HJL,
My wife and I were giving a home school economics lesson at the pumps the other day. We talked to our kids about how most people live and work and the daily driving it requires. My wife and I concluded that this gas price drop has put $350 per month back in the pocket of the average neighbor around here. That is no small thing.
I saw sales at my antique store rise in the last half of December and continue at a brisk pace this month. That people are buying used stuff points to the new frugality that the economic media has trouble pulling their arms around. Somehow we are supposed to continue to act like sheeple and blindly go pay top dollar at the mall for landfill bound junk made in China and live like the glamorous people portrayed on television.
There is a group of people I call my “board”. They are smart in their own areas. I floated the idea that Congress and Fed have closed the interest expense loop with that bill that requires the Fed to turn over to the Treasury excess earning. With that act they have given the Fed the ability to raise interest rates without immediately making the government insolvent. I got a collective “oh my!” as the dawning spread over their faces.
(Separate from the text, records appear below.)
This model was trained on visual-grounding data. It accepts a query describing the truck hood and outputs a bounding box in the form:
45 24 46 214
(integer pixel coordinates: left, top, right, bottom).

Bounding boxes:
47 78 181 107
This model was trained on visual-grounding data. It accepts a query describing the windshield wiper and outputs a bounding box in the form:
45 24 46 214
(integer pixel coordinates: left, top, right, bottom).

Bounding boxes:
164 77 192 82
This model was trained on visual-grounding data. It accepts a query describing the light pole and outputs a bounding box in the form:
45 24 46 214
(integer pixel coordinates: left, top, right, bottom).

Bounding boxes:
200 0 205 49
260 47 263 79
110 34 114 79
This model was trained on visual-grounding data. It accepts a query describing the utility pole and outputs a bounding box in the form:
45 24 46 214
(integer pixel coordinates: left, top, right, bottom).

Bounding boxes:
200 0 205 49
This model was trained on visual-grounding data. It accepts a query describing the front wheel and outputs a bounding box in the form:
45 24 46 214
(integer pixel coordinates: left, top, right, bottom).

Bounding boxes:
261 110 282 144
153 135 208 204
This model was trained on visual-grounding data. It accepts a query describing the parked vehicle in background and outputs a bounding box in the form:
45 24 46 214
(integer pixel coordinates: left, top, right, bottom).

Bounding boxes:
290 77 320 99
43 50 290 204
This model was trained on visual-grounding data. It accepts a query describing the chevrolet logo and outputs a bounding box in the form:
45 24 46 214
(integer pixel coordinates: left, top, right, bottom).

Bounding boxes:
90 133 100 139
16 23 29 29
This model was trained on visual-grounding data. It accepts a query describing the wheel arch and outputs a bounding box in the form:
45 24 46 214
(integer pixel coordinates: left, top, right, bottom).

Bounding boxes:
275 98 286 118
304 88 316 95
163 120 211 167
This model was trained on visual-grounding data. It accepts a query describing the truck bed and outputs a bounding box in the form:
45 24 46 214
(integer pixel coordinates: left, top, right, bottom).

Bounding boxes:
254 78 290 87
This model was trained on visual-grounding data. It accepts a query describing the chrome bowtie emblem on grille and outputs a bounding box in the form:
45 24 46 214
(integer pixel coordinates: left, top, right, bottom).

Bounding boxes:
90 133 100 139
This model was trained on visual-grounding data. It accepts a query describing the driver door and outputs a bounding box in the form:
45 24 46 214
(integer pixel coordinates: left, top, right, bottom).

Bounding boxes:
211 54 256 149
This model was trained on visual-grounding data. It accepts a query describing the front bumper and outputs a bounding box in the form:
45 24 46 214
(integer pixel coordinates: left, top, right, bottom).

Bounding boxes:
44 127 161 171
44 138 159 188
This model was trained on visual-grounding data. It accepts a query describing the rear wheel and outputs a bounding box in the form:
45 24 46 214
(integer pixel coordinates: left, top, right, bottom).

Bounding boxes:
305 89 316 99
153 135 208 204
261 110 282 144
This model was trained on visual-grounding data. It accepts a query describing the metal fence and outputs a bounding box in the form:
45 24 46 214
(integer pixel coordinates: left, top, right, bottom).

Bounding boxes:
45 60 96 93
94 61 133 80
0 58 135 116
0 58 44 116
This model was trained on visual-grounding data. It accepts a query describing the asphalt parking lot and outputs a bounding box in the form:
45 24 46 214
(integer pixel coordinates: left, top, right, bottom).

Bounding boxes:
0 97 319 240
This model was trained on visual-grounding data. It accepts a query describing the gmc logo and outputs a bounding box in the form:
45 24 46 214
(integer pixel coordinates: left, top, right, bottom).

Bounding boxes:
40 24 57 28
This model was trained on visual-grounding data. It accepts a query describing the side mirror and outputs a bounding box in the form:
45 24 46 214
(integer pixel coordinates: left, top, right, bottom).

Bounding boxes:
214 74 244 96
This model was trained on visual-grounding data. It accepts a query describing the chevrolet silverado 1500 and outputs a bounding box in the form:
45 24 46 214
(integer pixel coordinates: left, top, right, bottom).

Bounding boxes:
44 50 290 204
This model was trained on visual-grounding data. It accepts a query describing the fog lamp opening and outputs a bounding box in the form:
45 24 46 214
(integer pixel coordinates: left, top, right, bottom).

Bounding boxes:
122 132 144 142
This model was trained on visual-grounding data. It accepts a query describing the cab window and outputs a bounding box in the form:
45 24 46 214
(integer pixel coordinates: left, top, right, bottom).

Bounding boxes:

The other thing that I floated is that whenever some jerk that is shorting the market, like Soros or RBS, makes a scare announcement hoping to inspire panic and make a killing with their short positions I flip up Kitco (they offer pretty graphs that can be easily manipulated). If the price of gold is still static, then it is not a real panic. Of course if gold has spiked then all there is for me to do is stop by the grocery for one last load because there will be nothing I can do to avoid loss. I will be ahead of the people that depend on the evening news, and I’ll be back to throwing mutual fund statements in the corner unopened for the duration.
Another thing about pretty graphs, people that want to scare you play with the time period shown. Not only can liars figure but they can draw pretty graphs. Shorter is scarier, and longer gives perspective.
Am I committed to prepping? Absolutely! We are clearly on our own. I become more resilient every day, week, and month.
However, it takes more than practicing your preps. It is the right thought process, but you have to have a developed skill that others want/need to pay for. Never allow yourself to be just a worker that can be cast off. If you are that worker, you start your journey to being a sovereign individual by learning the why and the substance of everything around you.